Batı, ruhban sınıfının (kilise babalarının) dini kendi yararları için araçsallaştırarak, onu bir baskı mekanizması olarak yapılandırıp, sürekli halkın ensesinde sallanan (ve sıkça gerekli görülerek enselere aniden indirilen) bir kılıcın soğukluğu, sertliği sayesinde ürettiği korkuyla, asırlarca yüz yüze yaşadı.
Engizisyon süreci bu korkunun, en çok bilinen müesses örneklerindendir.
Katolik dinine / mezhebine karşı çıkanları, onun oluşturduğu emirlere aykırı hareket edenleri cezalandırmak amacıyla 1183 yılında başlatılıp, 1834 yılında sona erdirilen Engizisyon mahkemeleri, 15. yüzyılda İspanya’daki Müslümanları ve Yahudileri de hedef alarak Avrupa’nın tamamına, hem dini hem de siyasi bir kurum olarak yayılmış ve akıllara durgunluk veren dehşetleri yaratmıştı.
Haliyle din, Batı'nın kolektif bilincine, papazlar eliyle işletilen bir zulüm mekanizması olarak kazındığı için, dini gündelik hayatın dışında tutma başarısı olarak papazların sultasına son verme çabası, sadece Batılılar için değerli ve sürdürülmesi elzem bir olgudur.

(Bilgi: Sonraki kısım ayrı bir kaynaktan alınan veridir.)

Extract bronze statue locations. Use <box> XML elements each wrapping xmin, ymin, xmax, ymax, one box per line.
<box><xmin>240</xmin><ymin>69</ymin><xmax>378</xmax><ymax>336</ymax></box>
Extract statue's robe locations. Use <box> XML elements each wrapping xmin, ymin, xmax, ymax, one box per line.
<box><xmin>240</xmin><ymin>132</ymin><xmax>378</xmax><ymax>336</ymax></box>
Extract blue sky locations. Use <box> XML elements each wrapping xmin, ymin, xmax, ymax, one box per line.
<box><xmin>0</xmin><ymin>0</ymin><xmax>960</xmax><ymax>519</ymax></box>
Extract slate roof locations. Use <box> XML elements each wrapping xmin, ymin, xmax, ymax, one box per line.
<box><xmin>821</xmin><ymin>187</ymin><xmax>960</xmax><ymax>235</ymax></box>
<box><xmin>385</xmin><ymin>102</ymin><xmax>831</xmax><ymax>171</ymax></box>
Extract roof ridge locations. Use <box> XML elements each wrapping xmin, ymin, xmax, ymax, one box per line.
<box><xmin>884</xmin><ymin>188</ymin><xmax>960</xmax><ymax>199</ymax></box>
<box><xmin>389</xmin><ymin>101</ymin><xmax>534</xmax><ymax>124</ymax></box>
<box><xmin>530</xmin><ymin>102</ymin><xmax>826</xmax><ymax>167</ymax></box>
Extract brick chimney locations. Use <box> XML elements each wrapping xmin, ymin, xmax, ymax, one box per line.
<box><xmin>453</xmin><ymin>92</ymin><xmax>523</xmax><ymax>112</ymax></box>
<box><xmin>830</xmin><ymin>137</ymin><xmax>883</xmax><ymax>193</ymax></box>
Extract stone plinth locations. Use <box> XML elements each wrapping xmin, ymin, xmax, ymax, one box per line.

Ki, bu aynı zamanda, sekülerleşme (dünyevileşme), dinsiz bir hayatın imkansızlığı düşüncesi ile dinin yapılandırılmasındaki olumsuzluğun giderilmesi mücadelesinde, Batı’nın kendi deneyimleriyle, kendi selameti için ürettiği ve dolayısıyla sadece onun özelinde ve şartlarında anlaşılabilir olan bir uzlaşımdır.
Bilahare dini halkların afyonu olarak niteleyen Marks da bu uzlaşıma tabidir ve yaptığı niteleme de son tahlilde yukarıda zikrettiğimiz şekliyle Batı’nın kolektif bilincinden hareketle yaptığı bir nitelemedir.